In the transmission of electrical power there will exist, at the substation level, one or more main power buses, to which are connected a plurality of individual transmission lines which extend outwardly from the substation, forming a portion of a power grid network. Interconnecting the power bus with each individual transmission line is a main circuit breaker and associated relays and switches. The relays may be of various configurations, including mechanical, electro-mechanical, and/or programmable microprocessor-based (computer) relays. These relays for each transmission line control the operation of the main circuit breaker associated therewith. When the relays recognize a fault condition of some kind on the transmission line, the circuit breaker is tripped to interrupt the power on the line, either on a temporary or more long-term basis, depending on the particular fault condition.
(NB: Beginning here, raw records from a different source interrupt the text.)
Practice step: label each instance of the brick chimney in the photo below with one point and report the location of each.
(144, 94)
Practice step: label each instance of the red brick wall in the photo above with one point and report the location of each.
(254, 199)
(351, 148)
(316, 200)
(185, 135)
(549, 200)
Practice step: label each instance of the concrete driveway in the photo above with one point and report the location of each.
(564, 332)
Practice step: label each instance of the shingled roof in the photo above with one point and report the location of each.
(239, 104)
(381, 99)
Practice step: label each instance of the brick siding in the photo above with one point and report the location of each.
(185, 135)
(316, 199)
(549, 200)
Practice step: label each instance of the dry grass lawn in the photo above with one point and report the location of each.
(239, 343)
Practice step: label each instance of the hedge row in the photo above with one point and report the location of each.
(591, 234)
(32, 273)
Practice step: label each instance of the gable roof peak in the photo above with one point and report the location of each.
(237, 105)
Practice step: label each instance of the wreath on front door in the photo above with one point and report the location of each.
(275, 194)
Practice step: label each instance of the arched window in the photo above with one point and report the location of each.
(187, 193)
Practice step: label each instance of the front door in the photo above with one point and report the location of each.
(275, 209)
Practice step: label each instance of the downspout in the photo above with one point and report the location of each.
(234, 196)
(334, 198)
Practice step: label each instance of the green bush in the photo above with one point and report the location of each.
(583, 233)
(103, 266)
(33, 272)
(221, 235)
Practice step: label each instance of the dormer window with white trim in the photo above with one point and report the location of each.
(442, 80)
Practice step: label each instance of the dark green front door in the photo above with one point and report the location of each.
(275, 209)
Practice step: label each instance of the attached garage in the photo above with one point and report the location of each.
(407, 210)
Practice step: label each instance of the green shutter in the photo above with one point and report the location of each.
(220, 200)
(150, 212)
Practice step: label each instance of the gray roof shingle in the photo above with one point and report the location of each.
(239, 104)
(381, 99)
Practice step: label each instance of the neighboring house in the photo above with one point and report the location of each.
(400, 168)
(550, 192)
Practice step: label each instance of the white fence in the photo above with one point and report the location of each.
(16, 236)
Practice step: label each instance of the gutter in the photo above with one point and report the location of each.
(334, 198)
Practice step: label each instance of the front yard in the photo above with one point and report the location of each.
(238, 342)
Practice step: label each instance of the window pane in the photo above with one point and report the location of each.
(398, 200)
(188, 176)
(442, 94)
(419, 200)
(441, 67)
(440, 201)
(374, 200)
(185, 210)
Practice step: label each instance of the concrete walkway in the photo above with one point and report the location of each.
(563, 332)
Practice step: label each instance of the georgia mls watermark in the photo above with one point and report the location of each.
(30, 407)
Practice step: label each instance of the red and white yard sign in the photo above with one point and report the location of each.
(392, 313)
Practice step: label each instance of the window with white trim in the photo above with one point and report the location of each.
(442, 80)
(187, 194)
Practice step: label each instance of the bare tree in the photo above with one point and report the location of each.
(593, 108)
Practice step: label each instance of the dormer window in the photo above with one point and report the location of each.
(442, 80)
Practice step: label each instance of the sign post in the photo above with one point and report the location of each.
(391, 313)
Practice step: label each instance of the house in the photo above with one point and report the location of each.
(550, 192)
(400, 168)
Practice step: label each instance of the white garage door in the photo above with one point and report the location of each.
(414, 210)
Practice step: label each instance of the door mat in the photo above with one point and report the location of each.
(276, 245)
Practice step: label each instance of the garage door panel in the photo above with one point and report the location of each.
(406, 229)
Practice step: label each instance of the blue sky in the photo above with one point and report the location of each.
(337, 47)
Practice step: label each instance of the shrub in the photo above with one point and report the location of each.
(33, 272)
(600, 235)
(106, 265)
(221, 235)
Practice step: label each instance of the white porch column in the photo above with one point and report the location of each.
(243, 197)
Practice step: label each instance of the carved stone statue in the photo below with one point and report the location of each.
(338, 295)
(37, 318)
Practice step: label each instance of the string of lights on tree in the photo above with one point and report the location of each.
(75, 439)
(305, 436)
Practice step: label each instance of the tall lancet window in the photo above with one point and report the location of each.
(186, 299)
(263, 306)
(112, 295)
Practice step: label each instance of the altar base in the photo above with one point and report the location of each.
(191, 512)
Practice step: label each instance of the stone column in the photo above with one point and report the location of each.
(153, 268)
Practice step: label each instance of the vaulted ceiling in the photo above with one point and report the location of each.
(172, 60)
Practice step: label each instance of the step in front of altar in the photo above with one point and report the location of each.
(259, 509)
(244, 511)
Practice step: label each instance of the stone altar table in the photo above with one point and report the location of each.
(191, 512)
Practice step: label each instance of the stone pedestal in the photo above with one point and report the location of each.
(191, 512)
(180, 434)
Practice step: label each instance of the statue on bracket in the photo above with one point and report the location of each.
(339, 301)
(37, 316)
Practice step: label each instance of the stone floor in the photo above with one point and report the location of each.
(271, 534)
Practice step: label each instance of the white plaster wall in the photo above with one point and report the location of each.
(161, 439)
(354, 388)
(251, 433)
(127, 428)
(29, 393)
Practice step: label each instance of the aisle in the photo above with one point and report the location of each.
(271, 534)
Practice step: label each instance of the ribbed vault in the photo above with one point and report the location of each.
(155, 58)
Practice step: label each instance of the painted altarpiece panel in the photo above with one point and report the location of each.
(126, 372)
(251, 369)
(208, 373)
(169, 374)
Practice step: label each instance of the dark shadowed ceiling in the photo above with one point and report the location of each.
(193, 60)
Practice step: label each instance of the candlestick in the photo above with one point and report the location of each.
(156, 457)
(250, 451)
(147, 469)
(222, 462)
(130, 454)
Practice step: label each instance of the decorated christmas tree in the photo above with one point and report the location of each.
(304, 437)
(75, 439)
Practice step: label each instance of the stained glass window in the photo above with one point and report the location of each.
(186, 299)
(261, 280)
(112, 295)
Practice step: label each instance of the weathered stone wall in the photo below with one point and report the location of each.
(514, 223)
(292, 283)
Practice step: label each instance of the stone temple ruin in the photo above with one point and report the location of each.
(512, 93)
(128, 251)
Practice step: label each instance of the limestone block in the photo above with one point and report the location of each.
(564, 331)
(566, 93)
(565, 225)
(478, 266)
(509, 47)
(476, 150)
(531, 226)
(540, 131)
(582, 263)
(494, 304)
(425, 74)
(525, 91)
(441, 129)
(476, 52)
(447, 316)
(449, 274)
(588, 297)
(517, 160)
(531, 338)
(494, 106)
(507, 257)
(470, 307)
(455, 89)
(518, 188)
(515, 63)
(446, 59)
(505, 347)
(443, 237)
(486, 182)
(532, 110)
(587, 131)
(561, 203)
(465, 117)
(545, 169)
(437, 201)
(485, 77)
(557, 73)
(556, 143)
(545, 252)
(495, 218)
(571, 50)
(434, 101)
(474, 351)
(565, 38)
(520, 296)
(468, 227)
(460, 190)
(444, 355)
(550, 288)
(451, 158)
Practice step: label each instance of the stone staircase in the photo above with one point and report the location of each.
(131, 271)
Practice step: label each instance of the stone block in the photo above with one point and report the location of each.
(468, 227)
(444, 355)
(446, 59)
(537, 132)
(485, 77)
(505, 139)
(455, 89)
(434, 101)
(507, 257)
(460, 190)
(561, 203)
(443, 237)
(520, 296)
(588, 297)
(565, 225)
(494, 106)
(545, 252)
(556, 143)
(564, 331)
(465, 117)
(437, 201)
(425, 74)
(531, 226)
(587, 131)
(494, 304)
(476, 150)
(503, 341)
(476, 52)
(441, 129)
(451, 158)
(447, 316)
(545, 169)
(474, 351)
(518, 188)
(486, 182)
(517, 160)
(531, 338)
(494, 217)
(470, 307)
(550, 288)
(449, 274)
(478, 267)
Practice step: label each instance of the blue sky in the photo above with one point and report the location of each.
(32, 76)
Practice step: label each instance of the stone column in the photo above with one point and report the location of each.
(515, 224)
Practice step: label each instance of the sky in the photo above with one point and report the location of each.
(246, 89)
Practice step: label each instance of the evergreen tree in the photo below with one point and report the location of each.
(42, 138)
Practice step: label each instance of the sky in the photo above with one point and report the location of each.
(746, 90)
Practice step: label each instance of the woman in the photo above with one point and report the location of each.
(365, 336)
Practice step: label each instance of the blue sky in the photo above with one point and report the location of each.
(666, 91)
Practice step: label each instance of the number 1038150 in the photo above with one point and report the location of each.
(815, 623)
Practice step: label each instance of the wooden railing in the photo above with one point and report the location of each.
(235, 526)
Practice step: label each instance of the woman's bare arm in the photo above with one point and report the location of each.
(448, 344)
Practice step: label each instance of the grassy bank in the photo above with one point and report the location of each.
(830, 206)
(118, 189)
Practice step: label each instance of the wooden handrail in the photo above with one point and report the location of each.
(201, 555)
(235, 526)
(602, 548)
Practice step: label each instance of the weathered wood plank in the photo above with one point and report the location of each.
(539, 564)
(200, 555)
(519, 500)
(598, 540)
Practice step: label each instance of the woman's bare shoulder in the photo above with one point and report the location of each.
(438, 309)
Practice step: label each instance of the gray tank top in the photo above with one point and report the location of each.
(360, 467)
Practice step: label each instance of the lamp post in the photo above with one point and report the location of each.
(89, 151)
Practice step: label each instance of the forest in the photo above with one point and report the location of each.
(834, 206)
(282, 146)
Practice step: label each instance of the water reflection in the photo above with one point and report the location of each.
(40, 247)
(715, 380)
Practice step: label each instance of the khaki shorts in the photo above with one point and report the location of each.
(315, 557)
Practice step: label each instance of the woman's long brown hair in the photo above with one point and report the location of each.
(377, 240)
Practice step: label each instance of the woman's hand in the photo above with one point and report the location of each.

During normal operation of any power transmission system, the main circuit breakers and their associated relays and switches will require maintenance or replacement from time to time. In that event, a temporary replacement breaker and its associated relays are switched into the circuit via a power transfer bus. This combination of replacement breaker and associated relays and switches is generally referred to as a bus-tie breaker system. A number of disadvantages, however, are associated with existing bus-tie breaker systems. Typically, a single bus-tie breaker system must be able to replace temporarily any one of a plurality of in-place main breaker systems, each one having different relay settings. Existing bus-tie breaker systems use primarily electro-mechanical devices which in themselves include no operator capability for relay setting adjustment. Multiple relays which are connected to special switching circuits and ratio-changing transformers make it possible for an operator to provide a small range of relay settings so that the bus-tie breaker can temporarily replace any one of the plurality of main circuit breaker combinations.
However, the extra relays, complicated switching circuits and ratio-changing transformers make the existing bus-tie breaker relay systems complicated, expensive, and bulky. A traditional bus-tie breaker system could fill two or three control panels at the substation, each control panel being 90 inches high and 24 inches wide.
Further, such existing systems are clearly recognized in the industry as being a compromise relative to protection. Ideally, the relay settings of a bus-tie breaker system should be adjustable to match closely the relay settings of the particular breaker combination being temporarily replaced. However, this is not possible with existing bus-tie breaker relay systems and hence, there will, as indicated above, typically result severe compromises with respect to adequate matching.
Hence, in summary, due to poor matching capability, system complexity and otherwise limited functional capability of existing bus-tie relay systems, the power transmission system is at a potential operating disadvantage when an existing bus-tie breaker is connected in the system. In addition to operating disadvantages, the high cost and significant space requirements of existing systems are also important considerations.
It is thus highly desirable that a bus-tie breaker system have the capability of providing a good match with the breaker relay system it is intended to temporarily replace, as well as providing all the other typical functions thereof. While programmable, microprocessor-based relays are known which could in a broad sense provide adequate matching capability, the use of such an existing apparatus in a bus-tie breaker system would require an on-site, highly skilled technician capable of reprogramming the relay for each use. This would be a lengthy and expensive process, and would be particularly disadvantageous when the use of the bus-tie breaker was required at unexpected times.